LA FICTION AU POUVOIR
Publié le 5 mars 2017
Le spectacle électoral vient-il de commencer sur les chapeaux de roues qu’il éclabousse déjà la classe politique. Les anarchistes le répètent depuis fort longtemps, le pouvoir corrompt. Dans les années 1970, le Canard Enchaîné avait, déjà, réactualisé cet aphorisme au cours de l’affaire Aranda en écrivant que « le Pouvoir est toujours de boue ». Quelques décennies de scandales plus tard, essayons d’aller au delà du simple calembour pour tenter de comprendre les soubassements idéologiques d’un scandale permanent. Qu’est-ce qui fait que tant de boue tienne toujours debout ?
Nous avons bien entendu que si le pouvoir est toujours debout, c’est parce que nous restons à genoux. Mais c’est que l’affaire du travail fictif de Pénélope nous renvoie à autre chose. Ce pouvoir de boue ne serait-il debout que parce que la majorité le considère comme tel ?
En effet, toute institution est imaginaire et, à ce titre, il est logique qu’elle produise un travail fictif. Pour être précis, si nous parlons de travail à son sujet, nous commettons un abus de langage. L’idéologie dominante a clairement récupéré, à son profit, tout le capital symbolique du mot. En effet, une institution ne travaille pas, elle fonctionne … quand fonctionne la croyance à sa fiction. Dans ce schéma, ce sont les croyants qui paient. En effet, l’institution, que ce soit l’Église ou l’État, a introduit l’idée qu’elle effectue une action éminemment utile et nécessaire, comme "travailler" pour que nos âmes aillent au paradis ou pour relancer l’économie ; ce qui par conséquent compterait plus que le travail réel. Comme souvent en matière d’exploitation des hommes, les choses se font petit a petit, mais toujours dans le même sens. Ainsi, au départ, les indemnités parlementaires étaient-elles bien plus modestes car justifiées par l’intention de permettre aux ouvriers d’exercer les fonctions électives.
Aujourd’hui, combien d’ouvriers à l’assemblée ou au sénat ? Concrètement, ces indemnités et leurs attributs successifs sont devenus des sources d’enrichissement pour une caste sociale. Voilà pourquoi le travail des politiciens, si fictif soit-il, paie bien plus que le travail productif des travailleurs, aussi réel soit-il !
Comme par hasard, dans des discours pleins de promesses, il a beaucoup été question de travail, ou plutôt de non-travail, de la part de gens qui font de leur non-travail une source d’enrichissement ; ce qui n’est pas étonnant. A les écouter, il semblerait que le travail tende à disparaître. Certes, les délocalisations dont ils sont directement responsables, d’un côté, et l’augmentation de la productivité à laquelle ils sont totalement étrangers, de l’autre, ont fait œuvre de mutations. Mais, il n’en reste pas moins que des millions de tâches pénibles ont toujours besoin de main-d’œuvre et, dans certains domaines comme celui de la santé ou de l’accompagnement des anciens, ces besoins sont en réelle augmentation. Bien entendu, les personnes employées a ces travaux réels ont été invisibilisées par le pouvoir. Mais ce n’est pas parce que les politiciens nous méprisent que nous n’existons pas.

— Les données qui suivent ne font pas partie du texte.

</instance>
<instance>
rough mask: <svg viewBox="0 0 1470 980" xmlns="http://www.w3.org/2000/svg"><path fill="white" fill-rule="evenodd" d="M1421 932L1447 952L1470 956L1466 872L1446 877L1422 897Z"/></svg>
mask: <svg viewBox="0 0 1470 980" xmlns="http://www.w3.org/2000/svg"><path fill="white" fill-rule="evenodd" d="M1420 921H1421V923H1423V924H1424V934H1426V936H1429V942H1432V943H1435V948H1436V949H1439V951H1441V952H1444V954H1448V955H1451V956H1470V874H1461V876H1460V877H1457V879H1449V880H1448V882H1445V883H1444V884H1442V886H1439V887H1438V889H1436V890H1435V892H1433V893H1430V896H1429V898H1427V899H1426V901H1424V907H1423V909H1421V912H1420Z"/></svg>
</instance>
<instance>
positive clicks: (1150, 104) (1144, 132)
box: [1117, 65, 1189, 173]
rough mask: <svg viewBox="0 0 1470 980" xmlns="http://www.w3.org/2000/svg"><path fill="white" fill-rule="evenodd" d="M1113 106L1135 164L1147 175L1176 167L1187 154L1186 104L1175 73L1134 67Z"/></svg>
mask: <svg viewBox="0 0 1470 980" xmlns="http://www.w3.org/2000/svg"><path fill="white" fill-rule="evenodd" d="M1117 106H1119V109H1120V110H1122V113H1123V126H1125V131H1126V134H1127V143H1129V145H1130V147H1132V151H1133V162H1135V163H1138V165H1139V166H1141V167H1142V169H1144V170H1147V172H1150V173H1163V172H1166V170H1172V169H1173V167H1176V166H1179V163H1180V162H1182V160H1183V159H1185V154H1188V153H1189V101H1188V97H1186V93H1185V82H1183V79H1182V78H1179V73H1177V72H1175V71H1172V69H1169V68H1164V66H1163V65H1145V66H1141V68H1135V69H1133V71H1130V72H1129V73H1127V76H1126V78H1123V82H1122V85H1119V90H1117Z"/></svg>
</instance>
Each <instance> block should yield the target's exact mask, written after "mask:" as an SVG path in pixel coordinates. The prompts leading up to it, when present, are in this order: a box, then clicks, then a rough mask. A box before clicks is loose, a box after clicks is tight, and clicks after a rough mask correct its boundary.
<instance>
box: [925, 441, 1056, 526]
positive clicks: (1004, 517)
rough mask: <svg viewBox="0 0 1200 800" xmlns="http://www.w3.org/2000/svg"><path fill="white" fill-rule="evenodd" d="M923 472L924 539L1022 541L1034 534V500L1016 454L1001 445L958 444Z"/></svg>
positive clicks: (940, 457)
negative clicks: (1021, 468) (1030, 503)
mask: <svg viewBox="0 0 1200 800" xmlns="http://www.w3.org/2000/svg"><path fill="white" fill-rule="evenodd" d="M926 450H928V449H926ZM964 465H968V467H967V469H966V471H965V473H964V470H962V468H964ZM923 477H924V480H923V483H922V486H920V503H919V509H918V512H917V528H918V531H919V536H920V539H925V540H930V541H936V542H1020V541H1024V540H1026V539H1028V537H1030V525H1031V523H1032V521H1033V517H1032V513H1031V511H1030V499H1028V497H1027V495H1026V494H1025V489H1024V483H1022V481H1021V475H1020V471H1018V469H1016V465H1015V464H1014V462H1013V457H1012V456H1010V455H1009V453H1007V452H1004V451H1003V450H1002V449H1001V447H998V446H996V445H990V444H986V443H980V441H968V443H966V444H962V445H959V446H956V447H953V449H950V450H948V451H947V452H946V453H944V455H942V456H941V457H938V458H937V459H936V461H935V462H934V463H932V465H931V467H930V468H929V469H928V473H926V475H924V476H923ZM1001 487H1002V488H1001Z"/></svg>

Alors est réapparue, chez certains des candidats à la roue de la fortune, cette vieille rengaine du revenu universel, couplée a celle du robotisme. Résumons cette pensée si peu complexe qu’elle en paraît, elle aussi, fictive ou, plutôt, science-fictive. Les robots (Et qui les fabriquera ? Et qui les entretiendra ?) travaillerons à notre place et nous recevrons alors un revenu universel.
En fait, ce sera un revenu de survie minable et financé par cette automatisation généralisée. Mais les Pénélopes, et il faut en parler au pluriel car il serait injuste de laisser au singulier celle par qui la toile s’est déchirée, nous disent tout autre chose. Elles disent clairement à tout le monde (et même aux croyants) que, pour le politicien, blablater et tenir salon légitimerait un "travail" ; et, ce travail, certes intangible selon l’expression hardie de l’avocat du couple Féllon, mériterait d’être grassement rétribué. Dans un tel contexte idéologique où ceux qui proposent de mettre un terme à toute perspective d’emploi, pour une grande partie de la population en lui distribuant quelques miettes, sont aussi ceux qui profitent de tels privilèges. En définitive, le concept de revenu universel nous renvoie non pas à l’avenir mais au passé. Un passé qui a transformé, en pierre, la boue du pouvoir. A l’époque, il y avait les aristocrates, les esclaves et la plèbe. Aujourd’hui, il y a les Pénélopes, les robots et … le reste.